We should convince our ministers of finance around the world of what would be the cost if they don't focus [on the HIV response], like our executive director Winnie Byanyima says. If they don't fund HIV or keep those small resources that are going to HIV, they are going to pay a lot more over the next nine to 10 years on keeping people in treatment. 

The fact is that if the current funding is not maintained towards HIV, the costs in the future are going to be higher. The challenge comes when governments think on a short-term basis, like if they are going to be elected next year or if they are retiring [from politics]. We really need to be thinking five or ten years in advance.

The world seems to be moving towards a more closed approach when it comes to access to medicines. Do you think this will have ramifications on the AIDS response? 

What we are hearing is that the Medicines Patent Pool (MPP) is working on making medicines more quickly available to countries that need them. As MPP's success grows, we can use this as an example outside of HIV and say "look at this, you need to be much more fair with your drugs. Look at what this company is doing versus what you are doing" and try to shame them. You can see that quite often pharmaceutical companies do look at their rating in terms of being fair. We can only play on their conscience regarding this.

Do you think that the fact that HIV has been around for much longer than Covid-19 has led to systems [like the MPP] being in place?

I think that has been a changing factor.

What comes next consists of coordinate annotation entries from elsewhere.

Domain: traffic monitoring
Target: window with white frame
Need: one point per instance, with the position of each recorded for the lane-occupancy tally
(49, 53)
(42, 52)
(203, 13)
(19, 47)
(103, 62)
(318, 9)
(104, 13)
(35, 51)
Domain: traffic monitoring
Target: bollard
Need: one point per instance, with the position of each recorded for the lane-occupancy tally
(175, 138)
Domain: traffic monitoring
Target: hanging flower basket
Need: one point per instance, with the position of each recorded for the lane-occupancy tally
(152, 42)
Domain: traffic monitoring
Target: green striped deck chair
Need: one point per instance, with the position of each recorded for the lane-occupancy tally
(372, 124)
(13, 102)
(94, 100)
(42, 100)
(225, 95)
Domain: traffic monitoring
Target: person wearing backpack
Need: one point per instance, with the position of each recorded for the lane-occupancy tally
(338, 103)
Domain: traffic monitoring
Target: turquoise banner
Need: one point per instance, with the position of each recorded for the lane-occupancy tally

Having people like Winnie Byanyima be consistently vocal about how Covid-19 vaccinations have gone wrong and trying to draw lessons from it for the HIV programme helps. There are some good champions out there who have been consistently talking about this and leading the response in the right way.

AIDS and inequalities is a vicious circle. How do you think the battle against AIDS will unfold in a world where inequalities are only increasing?

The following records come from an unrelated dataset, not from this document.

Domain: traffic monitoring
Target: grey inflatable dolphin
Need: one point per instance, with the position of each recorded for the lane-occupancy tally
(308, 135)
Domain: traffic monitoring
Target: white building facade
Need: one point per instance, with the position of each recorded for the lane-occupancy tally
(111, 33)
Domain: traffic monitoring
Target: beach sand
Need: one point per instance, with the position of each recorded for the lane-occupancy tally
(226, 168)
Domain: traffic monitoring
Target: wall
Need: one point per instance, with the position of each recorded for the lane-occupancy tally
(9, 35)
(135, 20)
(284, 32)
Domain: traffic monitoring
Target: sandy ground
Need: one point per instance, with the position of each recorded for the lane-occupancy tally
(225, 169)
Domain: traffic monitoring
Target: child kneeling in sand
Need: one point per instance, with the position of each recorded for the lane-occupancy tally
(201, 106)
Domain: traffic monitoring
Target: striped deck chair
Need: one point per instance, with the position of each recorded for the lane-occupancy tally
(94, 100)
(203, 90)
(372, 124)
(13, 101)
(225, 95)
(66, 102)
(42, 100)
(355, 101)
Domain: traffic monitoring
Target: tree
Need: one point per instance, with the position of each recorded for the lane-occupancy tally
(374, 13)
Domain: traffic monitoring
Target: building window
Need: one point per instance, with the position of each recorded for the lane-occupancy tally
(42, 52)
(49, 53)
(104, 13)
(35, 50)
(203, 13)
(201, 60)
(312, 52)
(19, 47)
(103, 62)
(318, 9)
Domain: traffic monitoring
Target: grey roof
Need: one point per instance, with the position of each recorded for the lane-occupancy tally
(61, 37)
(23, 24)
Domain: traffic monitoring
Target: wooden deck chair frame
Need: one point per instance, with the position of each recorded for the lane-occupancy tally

I am quite optimistic that we will continue to shine light on the inequalities that will allow us to close them as we go. We saw how quickly people bought into the global AIDS strategy 2021-26 [a set of priorities launched by UNAIDS to reduce inequalities that drive AIDS -ed.] and so I think there is a good pooling together of people towards this.

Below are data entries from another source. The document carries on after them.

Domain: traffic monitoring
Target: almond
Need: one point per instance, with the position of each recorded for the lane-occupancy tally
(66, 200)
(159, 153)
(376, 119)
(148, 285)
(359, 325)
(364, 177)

The finances are indeed going down and how we maintain the funding available is a challenge. We need to be innovative wherever possible which will change the story for HIV response. As costs of innovative solutions come down and become more affordable, we will have a good boost to the HIV response.

How do you think we can get the AIDS response back on track, especially now there is another global health emergency with the spread of monkeypox? 

We have so much that we learnt from HIV that can be applied for monkeypox. We also need to make sure community-led organisations are involved in the response.

Community involvement and making sure that access and quality reaches all parts of that community will help us win against HIV. Community-led action will lead us to reducing inequalities, which will then allow us to succeed in this HIV response.

Prevention of HIV has been challenging because it requires engaging with key populations. It is important to ensure that services are provided to communities of people that are at increased risk of HIV - sex workers, men who have sex with men, people who inject drugs, transgender persons and prisoners. So if we can get the necessary services to them, we can get it (HIV response) back on track.